Probably the closest modern equivalent to Usenet is Reddit--each newsgroup is roughly kind of like a subreddit, and, like Reddit, threading is quite the norm in newsgroups. The main difference is that Usenet wasn't centrally organized, messages tended to be rather longer than Reddit posts, and it's possible to cross-post on Usenet (post to multiple newsgroups with one message) in a way that it isn't on Reddit.

(The pre-web antecedent of Discord would be IRC, latterly stuff like AOL chat rooms.)

And if you think it's weird to read conversations nearly as old as you, I'm a millennial and I've read Usenet conversations older than I.

dotancohen 4 days ago | parent | next [-]

  > And if you think it's weird to read conversations nearly as old as you, I'm a millennial and I've read Usenet conversations older than I.
I first read the Apollo transcripts when I was maybe 8 or 10 years old - this was deep into the 1980s but the Apollo missions were still before my time. Reading such material at 8 or 10 didn't feel unusual.

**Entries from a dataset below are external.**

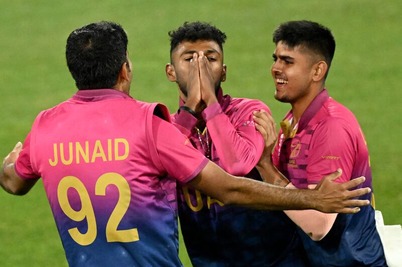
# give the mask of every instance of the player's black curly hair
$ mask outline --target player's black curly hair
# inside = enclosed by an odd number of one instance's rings
[[[112,88],[127,59],[127,35],[112,22],[91,23],[67,39],[68,69],[79,90]]]
[[[291,21],[278,26],[272,37],[276,44],[281,41],[289,48],[301,45],[323,56],[328,65],[327,77],[335,52],[335,40],[330,29],[316,22]]]
[[[201,22],[186,22],[177,29],[169,32],[169,36],[170,37],[171,55],[177,45],[183,41],[214,41],[223,51],[222,45],[227,38],[225,33],[215,26]]]

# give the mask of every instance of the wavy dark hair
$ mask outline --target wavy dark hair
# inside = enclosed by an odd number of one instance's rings
[[[278,26],[272,37],[276,44],[282,41],[289,48],[302,46],[324,56],[328,65],[327,78],[335,52],[335,40],[330,29],[316,22],[291,21]]]
[[[127,62],[127,35],[119,24],[102,21],[73,31],[67,39],[68,69],[79,90],[112,88]]]
[[[176,30],[169,32],[170,37],[170,55],[182,42],[194,42],[198,40],[214,41],[223,51],[222,45],[226,35],[209,23],[200,22],[185,22]]]

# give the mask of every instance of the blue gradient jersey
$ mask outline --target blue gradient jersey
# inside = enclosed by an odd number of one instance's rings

Now, rereading as I near 50, they are surreal. The conversations, and the moon itself, have not changed one bit. But myself and the world around me are unrecognisable to the 10 year old me still reading over my shoulder.

tptacek 3 days ago | parent | prev [-]

Messages on Usenet did not, at least in the mid-1990s when I spent too much of every day on it, tend to be longer than Reddit posts. Reddit has better posts than Usenet.

kasey_junk 3 days ago | parent [-]

They were if you count all the binaries.